14th.
I was up late last Night, to finish the fourth book of Horace’s Odes; and found my Eyes, this morning very sore indeed, so that I could not write or read. Mr. Storer,1 Mr. Atkinson,2 and Mr. W. Smith arrived, at about 10 in the morning, and my time was taken up, in going about with them. Visited Mr. Stoughton for the first time: Mrs. Stoughton is by no means fond of this Town. The sudden transition, from London, to so small and retired a Town as this, where she has no intimate acquaintance, must be disagreeable.
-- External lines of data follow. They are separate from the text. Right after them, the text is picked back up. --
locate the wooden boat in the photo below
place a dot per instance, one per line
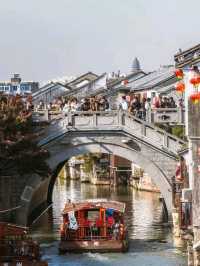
(17, 248)
(93, 226)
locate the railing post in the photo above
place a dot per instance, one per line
(46, 114)
(71, 121)
(120, 118)
(149, 115)
(165, 140)
(143, 129)
(94, 120)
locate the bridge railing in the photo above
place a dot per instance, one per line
(118, 120)
(166, 115)
(158, 115)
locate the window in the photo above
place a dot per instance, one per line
(14, 88)
(25, 87)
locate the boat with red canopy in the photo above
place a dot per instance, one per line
(93, 225)
(17, 248)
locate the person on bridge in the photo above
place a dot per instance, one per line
(123, 104)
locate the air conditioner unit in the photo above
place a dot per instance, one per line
(187, 195)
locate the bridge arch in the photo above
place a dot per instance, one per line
(41, 190)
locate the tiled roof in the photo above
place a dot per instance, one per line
(153, 79)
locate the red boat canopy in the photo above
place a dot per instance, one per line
(94, 204)
(11, 229)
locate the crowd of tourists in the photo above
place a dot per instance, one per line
(134, 104)
(96, 103)
(14, 113)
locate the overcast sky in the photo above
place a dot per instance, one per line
(45, 39)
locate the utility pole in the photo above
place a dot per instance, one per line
(193, 134)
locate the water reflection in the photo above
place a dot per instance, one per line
(150, 239)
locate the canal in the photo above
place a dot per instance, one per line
(151, 240)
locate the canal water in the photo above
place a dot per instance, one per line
(151, 241)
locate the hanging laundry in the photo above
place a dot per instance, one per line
(72, 221)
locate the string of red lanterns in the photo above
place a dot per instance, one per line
(195, 95)
(179, 73)
(180, 87)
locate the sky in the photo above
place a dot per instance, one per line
(46, 39)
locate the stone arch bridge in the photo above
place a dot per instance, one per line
(111, 132)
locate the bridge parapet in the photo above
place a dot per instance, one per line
(166, 115)
(158, 115)
(117, 120)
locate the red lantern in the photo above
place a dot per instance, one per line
(125, 81)
(195, 81)
(179, 73)
(195, 97)
(180, 87)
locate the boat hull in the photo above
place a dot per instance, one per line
(24, 263)
(100, 246)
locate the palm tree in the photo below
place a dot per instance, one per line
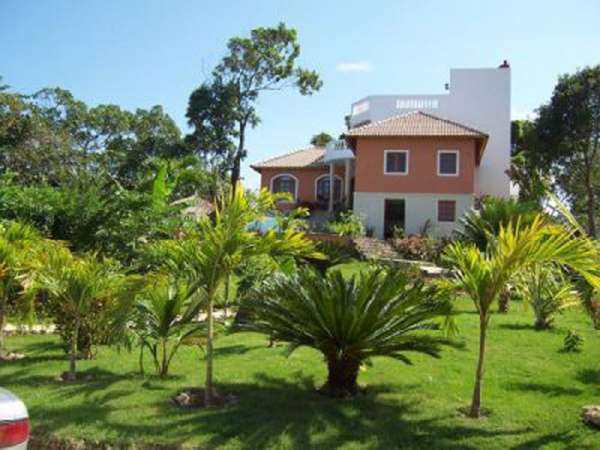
(484, 274)
(78, 285)
(164, 318)
(18, 243)
(548, 292)
(218, 246)
(374, 313)
(480, 226)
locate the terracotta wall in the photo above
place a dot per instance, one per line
(306, 179)
(422, 174)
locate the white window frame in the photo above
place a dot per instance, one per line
(457, 153)
(437, 210)
(297, 186)
(326, 175)
(385, 153)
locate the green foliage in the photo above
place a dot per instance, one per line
(480, 226)
(89, 299)
(165, 316)
(483, 274)
(264, 61)
(336, 252)
(573, 342)
(548, 292)
(19, 243)
(566, 143)
(420, 247)
(348, 224)
(374, 313)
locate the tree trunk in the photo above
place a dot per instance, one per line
(504, 301)
(237, 160)
(164, 367)
(226, 295)
(475, 411)
(591, 199)
(3, 351)
(341, 377)
(71, 376)
(208, 387)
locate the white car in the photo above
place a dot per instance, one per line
(14, 422)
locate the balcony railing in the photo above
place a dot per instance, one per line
(338, 150)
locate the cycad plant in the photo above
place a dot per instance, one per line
(164, 317)
(483, 275)
(350, 320)
(18, 244)
(77, 286)
(548, 292)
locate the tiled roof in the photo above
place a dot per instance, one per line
(415, 123)
(311, 156)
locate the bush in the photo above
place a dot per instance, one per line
(348, 224)
(375, 313)
(573, 342)
(420, 248)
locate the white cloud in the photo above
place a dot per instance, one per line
(522, 115)
(353, 66)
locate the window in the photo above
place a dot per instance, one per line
(448, 163)
(395, 162)
(446, 210)
(322, 188)
(285, 183)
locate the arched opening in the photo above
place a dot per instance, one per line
(322, 187)
(285, 183)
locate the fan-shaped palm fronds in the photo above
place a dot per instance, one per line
(165, 313)
(375, 313)
(483, 275)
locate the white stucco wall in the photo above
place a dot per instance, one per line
(479, 98)
(418, 209)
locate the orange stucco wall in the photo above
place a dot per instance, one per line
(422, 174)
(306, 179)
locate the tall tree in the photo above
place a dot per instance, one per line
(568, 141)
(265, 61)
(321, 139)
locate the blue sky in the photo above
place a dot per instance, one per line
(141, 53)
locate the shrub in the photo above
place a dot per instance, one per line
(348, 224)
(374, 313)
(548, 292)
(572, 342)
(420, 247)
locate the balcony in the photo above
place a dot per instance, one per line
(338, 151)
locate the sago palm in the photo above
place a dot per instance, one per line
(78, 285)
(483, 275)
(350, 320)
(164, 318)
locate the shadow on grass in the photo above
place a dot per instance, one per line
(546, 389)
(273, 412)
(590, 377)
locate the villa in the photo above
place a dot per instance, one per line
(409, 161)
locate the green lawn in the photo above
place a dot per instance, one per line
(533, 391)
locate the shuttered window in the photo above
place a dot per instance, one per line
(446, 210)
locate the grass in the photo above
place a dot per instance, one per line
(533, 391)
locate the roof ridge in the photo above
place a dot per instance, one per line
(291, 152)
(452, 122)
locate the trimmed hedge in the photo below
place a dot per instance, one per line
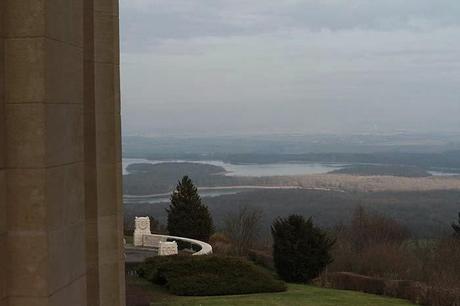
(208, 275)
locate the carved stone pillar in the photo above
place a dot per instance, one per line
(60, 175)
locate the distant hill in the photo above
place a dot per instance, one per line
(380, 170)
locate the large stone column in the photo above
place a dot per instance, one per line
(60, 176)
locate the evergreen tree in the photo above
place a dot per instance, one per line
(456, 227)
(187, 216)
(301, 251)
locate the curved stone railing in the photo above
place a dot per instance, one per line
(205, 248)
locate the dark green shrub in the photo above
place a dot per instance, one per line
(301, 251)
(209, 275)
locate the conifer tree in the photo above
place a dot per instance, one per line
(456, 227)
(187, 216)
(301, 251)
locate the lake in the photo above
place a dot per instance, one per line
(294, 168)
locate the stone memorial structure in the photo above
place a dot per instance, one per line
(142, 228)
(167, 248)
(61, 237)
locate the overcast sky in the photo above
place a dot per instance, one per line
(212, 67)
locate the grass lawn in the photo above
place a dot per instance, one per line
(297, 295)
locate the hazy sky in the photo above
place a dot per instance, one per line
(285, 66)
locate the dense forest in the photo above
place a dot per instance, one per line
(426, 214)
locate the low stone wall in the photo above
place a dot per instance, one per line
(415, 292)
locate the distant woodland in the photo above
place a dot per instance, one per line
(426, 213)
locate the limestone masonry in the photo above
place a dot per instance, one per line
(60, 154)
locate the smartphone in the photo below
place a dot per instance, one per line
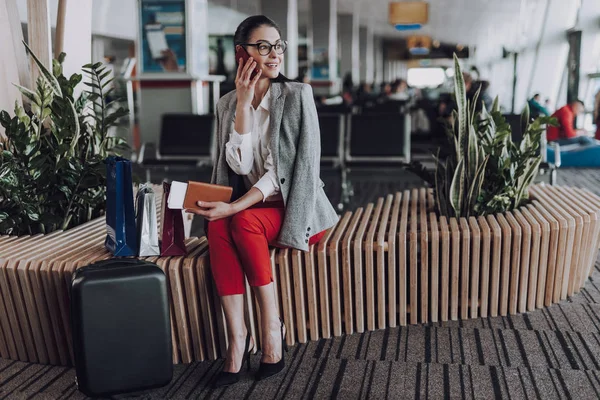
(155, 35)
(243, 54)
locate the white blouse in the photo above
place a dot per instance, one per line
(254, 160)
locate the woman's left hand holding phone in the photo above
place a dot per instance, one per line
(245, 86)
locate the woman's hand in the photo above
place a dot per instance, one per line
(244, 85)
(214, 210)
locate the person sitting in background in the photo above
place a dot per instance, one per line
(399, 91)
(471, 87)
(565, 133)
(535, 107)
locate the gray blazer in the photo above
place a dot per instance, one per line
(296, 148)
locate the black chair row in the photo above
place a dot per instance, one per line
(346, 140)
(185, 140)
(362, 139)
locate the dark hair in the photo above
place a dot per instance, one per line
(245, 29)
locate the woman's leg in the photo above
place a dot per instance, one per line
(229, 279)
(252, 231)
(269, 323)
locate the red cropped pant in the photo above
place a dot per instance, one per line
(239, 245)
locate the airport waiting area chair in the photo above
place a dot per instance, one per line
(185, 140)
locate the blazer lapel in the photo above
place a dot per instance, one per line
(276, 111)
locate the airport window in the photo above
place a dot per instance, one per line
(426, 77)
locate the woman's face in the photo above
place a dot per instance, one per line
(271, 63)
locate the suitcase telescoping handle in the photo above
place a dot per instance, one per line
(118, 261)
(111, 263)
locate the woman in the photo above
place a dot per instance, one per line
(268, 150)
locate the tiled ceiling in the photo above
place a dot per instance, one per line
(458, 21)
(467, 22)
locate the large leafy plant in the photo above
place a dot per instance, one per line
(52, 174)
(485, 172)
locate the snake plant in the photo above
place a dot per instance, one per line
(484, 172)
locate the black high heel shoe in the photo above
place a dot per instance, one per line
(266, 370)
(229, 378)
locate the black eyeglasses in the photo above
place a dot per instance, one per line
(264, 48)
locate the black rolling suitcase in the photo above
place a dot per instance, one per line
(120, 327)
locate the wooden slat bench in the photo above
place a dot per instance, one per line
(392, 262)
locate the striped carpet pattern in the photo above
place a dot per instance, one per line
(551, 353)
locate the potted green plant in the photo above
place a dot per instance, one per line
(485, 172)
(52, 174)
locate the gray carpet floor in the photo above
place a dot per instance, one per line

Solitude, can never constitute a man’s happiness, much less a woman’s. I imagine they will not continue in Town long. Mr. Thaxter, Eliza, and the gentlemen, dined here; I had a thousand Questions to ask, Charles Storer, and forgot three quarters of them, not knowing which to ask first. He brought me, my watch chain, and some Letters.3
1. Charles Storer (1761–1829), distantly related to AA through his father’s second marriage into the Quincy family, went to Europe in 1781 and lived with JA at The Hague in 1782 and in Paris 1782–1783 while serving as an additional secretary to the minister. Storer left the Adamses late in 1783, spending much of his time in England, but kept in contact through a series of letters to JQA during 1784–1785. He returned to America in Nov. 1785 ( , 4:127; Storer to AA, 17 Oct. 1782; JA to John Jay, 25 Aug. 1785, LbC; AA2 to JQA, 24 Sept.–1 Oct. 1785, Adams Papers).
2. John Atkinson, who married Elizabeth Storer, daughter of “Deacon” Ebenezer Storer and half-sister of Charles ( , 12:213–214; Scrapbook, MHi:Elizabeth Hall Smith Papers).